Watching A Changing World

The Pacific Rim Film Festival offers a glimpse into rapidly morphing societies—and it's absolutely free.


Education is the unofficial theme of this year's Pacific Rim Film Festival, running Oct. 5-10 at locations throughout Santa Cruz County. The annual festival—admission to which is free, except for the benefit on the final night—is mostly a selection of works about Asia and the Pacific Islands, and of the getting of wisdom along the way. Two films this year go further afield. A Nepalese offering, On the Road With the Red God: Machendranath, chronicles a ritual held once every 12 years in the Himalayas. And a Brazilian documentary brings some rare good news from the Third World: A Convenient Truth: Urban Solutions From Curitiba, Brazil, profiles a city of nearly 2 million in southern Brazil. The surprise is that this huge city is well managed: through transportation spending, civic and environmental planning, Curitiba is being studied by the rest of the world. Felton-based screenwriter and producer Maria Terezinha Vas is coming to the Oct. 9 screening to discuss this model city too few have heard about.

Perhaps the biggest name guest at this year's fest is Iris Yamashita, who scripted Clint Eastwood's Letters From Iwo Jima. My Name Is Belle is a documentary about Belle Yang, a UCSC biology alumnus, artist and writer based in Carmel. Maxine Hong Kingston has called Yang "a cross between Chagall and Isaac Bashevis Singer," meaning, in this case, someone who uses both art and words to retrieve imagery of the old country for the children of those who emigrated overseas. Yang and the documentary's directors, Terri DeBono and Steve Rosen of Monterey, will be on hand on Oct. 9.

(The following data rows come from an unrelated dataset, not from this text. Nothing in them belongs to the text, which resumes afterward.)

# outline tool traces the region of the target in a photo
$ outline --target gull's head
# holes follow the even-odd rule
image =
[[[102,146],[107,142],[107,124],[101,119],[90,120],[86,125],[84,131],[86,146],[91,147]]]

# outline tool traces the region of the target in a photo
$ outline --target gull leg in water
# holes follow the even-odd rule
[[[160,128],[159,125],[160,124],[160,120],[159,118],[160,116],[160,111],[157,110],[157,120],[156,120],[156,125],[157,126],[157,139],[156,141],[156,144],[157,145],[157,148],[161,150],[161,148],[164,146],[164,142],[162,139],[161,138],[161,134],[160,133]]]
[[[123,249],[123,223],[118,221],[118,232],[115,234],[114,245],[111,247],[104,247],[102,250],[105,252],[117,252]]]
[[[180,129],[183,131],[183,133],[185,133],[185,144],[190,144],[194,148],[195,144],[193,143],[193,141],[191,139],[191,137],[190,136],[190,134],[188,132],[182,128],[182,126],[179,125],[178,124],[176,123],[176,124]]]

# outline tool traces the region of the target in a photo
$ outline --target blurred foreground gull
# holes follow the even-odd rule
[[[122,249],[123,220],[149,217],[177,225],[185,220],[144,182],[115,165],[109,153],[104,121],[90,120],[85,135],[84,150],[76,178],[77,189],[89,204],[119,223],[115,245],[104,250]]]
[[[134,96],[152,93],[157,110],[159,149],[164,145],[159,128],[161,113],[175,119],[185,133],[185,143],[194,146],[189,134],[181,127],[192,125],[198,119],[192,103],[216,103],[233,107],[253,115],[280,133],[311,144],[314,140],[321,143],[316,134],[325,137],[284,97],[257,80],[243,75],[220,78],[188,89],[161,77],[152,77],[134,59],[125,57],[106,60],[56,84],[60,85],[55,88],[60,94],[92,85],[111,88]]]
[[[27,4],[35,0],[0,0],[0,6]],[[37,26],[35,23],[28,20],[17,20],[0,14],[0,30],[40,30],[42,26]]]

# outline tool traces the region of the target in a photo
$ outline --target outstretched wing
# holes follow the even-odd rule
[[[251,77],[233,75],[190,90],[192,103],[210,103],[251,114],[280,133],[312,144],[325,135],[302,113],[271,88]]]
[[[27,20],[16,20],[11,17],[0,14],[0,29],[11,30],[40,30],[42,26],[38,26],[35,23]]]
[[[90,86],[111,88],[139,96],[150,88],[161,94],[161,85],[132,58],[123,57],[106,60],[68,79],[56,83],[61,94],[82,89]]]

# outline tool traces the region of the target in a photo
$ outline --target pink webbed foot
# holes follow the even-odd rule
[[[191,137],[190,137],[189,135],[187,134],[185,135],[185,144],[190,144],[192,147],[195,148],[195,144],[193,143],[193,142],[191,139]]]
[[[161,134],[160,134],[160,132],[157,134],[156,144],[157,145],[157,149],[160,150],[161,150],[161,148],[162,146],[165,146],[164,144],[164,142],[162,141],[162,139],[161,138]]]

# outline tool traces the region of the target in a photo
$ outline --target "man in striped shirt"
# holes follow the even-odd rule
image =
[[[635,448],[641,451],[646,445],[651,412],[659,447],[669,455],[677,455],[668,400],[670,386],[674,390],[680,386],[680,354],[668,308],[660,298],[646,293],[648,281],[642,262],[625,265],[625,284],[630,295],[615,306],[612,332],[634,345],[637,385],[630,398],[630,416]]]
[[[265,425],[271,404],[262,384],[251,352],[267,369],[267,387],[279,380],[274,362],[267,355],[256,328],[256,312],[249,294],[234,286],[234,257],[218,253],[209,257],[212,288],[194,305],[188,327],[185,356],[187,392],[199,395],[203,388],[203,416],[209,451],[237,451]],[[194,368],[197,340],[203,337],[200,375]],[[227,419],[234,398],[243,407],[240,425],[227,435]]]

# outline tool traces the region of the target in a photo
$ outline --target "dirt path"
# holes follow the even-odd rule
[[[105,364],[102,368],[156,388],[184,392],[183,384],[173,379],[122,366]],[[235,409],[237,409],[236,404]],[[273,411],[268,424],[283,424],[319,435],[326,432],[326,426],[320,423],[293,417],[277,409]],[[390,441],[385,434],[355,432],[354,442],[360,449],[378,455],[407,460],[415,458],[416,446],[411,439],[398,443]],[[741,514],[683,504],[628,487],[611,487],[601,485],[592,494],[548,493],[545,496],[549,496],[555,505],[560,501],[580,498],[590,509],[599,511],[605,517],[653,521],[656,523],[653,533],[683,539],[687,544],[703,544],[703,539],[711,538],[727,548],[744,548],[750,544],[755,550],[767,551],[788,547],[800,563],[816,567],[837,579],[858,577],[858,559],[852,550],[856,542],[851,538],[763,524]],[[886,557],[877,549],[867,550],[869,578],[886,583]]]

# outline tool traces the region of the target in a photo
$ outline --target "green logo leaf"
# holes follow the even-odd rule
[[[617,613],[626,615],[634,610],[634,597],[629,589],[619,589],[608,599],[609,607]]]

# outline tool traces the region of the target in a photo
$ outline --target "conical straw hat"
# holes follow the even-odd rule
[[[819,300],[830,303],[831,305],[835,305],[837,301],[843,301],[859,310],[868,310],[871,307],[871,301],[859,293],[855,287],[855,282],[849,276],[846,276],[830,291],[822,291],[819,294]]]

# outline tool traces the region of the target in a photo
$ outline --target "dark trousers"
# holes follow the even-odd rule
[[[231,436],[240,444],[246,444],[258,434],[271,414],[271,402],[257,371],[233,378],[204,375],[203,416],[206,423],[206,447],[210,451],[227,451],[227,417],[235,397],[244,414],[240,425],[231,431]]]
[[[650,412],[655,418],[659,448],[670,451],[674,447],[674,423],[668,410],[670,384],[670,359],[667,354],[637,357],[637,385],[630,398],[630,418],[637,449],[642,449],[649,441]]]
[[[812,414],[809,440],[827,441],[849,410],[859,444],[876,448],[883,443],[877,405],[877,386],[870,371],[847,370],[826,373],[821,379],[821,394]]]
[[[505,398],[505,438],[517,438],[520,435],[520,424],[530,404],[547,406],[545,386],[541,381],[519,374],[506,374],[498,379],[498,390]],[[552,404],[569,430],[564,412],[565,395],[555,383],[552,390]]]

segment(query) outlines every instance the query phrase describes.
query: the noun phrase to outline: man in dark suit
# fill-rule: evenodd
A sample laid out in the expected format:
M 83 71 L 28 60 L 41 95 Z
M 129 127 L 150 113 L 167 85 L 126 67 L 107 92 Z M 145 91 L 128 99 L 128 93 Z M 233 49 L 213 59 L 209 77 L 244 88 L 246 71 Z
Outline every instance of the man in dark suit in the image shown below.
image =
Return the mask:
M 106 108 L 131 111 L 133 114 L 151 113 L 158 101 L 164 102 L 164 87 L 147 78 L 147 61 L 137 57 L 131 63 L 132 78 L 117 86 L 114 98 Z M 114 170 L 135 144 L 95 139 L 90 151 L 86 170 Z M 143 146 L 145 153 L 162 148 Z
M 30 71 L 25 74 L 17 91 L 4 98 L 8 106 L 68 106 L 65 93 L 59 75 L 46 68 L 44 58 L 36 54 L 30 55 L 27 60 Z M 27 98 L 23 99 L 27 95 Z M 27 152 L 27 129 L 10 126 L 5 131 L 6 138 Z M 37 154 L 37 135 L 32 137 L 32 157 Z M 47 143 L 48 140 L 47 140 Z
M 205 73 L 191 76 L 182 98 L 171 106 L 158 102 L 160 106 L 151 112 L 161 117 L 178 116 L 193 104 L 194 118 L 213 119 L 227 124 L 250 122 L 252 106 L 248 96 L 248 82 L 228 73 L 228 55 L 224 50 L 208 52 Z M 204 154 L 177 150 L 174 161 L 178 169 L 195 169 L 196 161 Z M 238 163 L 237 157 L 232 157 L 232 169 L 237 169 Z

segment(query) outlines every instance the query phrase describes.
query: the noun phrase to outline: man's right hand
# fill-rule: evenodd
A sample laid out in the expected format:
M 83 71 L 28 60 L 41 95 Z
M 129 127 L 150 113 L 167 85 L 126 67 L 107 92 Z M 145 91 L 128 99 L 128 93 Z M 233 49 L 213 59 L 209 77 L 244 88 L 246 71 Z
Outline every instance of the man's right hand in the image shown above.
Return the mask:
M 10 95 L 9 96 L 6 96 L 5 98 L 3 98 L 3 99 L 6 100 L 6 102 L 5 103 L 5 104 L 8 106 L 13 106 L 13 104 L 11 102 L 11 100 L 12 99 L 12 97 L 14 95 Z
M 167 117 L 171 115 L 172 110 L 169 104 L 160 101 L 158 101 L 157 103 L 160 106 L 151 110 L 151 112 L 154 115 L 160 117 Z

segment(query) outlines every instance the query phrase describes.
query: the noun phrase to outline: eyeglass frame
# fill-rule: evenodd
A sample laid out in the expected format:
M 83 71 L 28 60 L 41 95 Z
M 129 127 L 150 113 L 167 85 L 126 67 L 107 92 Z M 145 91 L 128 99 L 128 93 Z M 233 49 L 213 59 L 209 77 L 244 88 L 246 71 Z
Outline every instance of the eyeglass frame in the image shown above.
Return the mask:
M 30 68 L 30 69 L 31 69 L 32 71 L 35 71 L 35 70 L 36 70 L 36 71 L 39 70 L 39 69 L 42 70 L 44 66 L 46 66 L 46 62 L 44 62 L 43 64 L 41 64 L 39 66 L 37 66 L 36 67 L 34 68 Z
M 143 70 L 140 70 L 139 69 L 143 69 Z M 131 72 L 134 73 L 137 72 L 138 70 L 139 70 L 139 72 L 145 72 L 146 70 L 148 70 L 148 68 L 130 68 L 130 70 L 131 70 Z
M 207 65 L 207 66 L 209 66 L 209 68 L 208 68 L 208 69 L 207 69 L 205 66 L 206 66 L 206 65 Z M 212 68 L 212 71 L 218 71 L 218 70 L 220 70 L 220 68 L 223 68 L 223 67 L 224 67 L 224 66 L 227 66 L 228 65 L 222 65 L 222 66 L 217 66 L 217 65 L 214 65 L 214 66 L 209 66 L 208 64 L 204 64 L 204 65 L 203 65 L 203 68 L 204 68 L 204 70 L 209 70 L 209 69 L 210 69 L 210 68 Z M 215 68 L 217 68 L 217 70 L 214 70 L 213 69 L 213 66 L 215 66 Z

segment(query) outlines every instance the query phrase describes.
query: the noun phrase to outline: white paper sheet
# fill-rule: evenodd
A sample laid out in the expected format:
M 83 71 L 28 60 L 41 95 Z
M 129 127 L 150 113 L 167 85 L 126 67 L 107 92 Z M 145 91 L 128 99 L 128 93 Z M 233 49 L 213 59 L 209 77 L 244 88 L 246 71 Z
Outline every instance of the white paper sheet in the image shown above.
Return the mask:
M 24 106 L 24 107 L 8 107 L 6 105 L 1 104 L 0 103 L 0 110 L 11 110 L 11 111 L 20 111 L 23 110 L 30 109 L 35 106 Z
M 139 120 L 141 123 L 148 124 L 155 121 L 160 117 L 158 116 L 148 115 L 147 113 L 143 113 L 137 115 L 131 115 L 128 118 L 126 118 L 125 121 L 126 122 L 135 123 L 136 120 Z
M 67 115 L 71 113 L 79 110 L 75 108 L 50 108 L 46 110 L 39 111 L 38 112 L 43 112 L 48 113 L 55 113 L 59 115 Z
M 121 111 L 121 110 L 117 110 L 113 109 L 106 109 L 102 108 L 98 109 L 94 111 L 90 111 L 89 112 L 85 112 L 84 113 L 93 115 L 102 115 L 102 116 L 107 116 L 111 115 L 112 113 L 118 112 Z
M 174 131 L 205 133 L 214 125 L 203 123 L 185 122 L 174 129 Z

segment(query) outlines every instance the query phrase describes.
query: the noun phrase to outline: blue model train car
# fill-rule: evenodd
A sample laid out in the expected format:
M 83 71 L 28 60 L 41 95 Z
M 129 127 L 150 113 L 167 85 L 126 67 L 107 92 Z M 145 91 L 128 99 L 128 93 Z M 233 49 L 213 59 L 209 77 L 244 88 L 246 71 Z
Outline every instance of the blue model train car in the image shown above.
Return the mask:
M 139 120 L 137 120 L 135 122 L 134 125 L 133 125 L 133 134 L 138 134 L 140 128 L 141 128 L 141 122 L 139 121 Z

The Chinese hit Sunflower, by Zhang Yang, concerns the kind of artist who never made it through the Cultural Revolution (see story, page 13). A painter whose hands were broken during the Chinese calamity has a rebellious son; together the two generations face the past and present. San Francisco's Joan Chen co-stars.

Hula teacher Robert Cazimero is scheduled to arrive from Hawaii. He's the one of the stars of the documentary Na Kamalei: The Men of Hula, about the preparations for the Big Island's 2005 Merrie Monarch cultural fest.

Hula Girls, by contrast, is something more like a demure Japanese answer to The Full Monty: a fictionalized story of an isolated mining town gone post-industrial. There, shy local women are recruited to be dancers for a Hawaiian theme park. My Mother Is a Belly Dancer offers more fictional liberation through dance, in a story of proper Hong Kong women taking lessons in the Arab art. Marathon, a.k.a. Running Boy, is based on the life of the Korean autistic running champ Bae Hyeong-jin.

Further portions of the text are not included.